Report Number: CS-TR-96-1570
Institution: Stanford University, Department of Computer Science
Title: Optimization of SQL Queries for Parallel Machines
Author: Hasan, Waqar
Date: May 1996
Abstract: Parallel execution offers a method for reducing the response time of queries against large databases. We address the problem of parallel query optimization: Given a declarative SQL query, find a procedural parallel plan that delivers the query result in minimal time. We develop optimization algorithms using models that incorporate both sources and obstacles to speedup. We address independent, pipelined and partitioned parallelism. We incorporate inherent constraints on available parallelism and the extra cost of parallel execution. Our models are motivated by experiments with NonStop SQL, a commercial parallel DBMS. We adopt a two-phase approach to parallel query optimization: JOQR (join ordering and query rewrite), followed by parallelization. JOQR minimizes total work.
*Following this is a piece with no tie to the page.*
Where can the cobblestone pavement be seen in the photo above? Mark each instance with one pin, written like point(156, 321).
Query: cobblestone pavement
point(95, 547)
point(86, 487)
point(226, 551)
Then, parallelization spreads work among processors to minimize response time. For JOQR, we model communication costs and abstract physical characteristics of data as colors. We devise tree coloring and reordering algorithms that are efficient and optimal. We model parallelization as scheduling a tree whose nodes represent operators and edges represent parallel/precedence constraints. Computation/communication costs are represented as node/edge weights. We prove worst-case bounds on the performance ratios of our algorithms and measure average cases using simulation. Our results enable the construction of SQL compilers that effectively exploit parallel machines.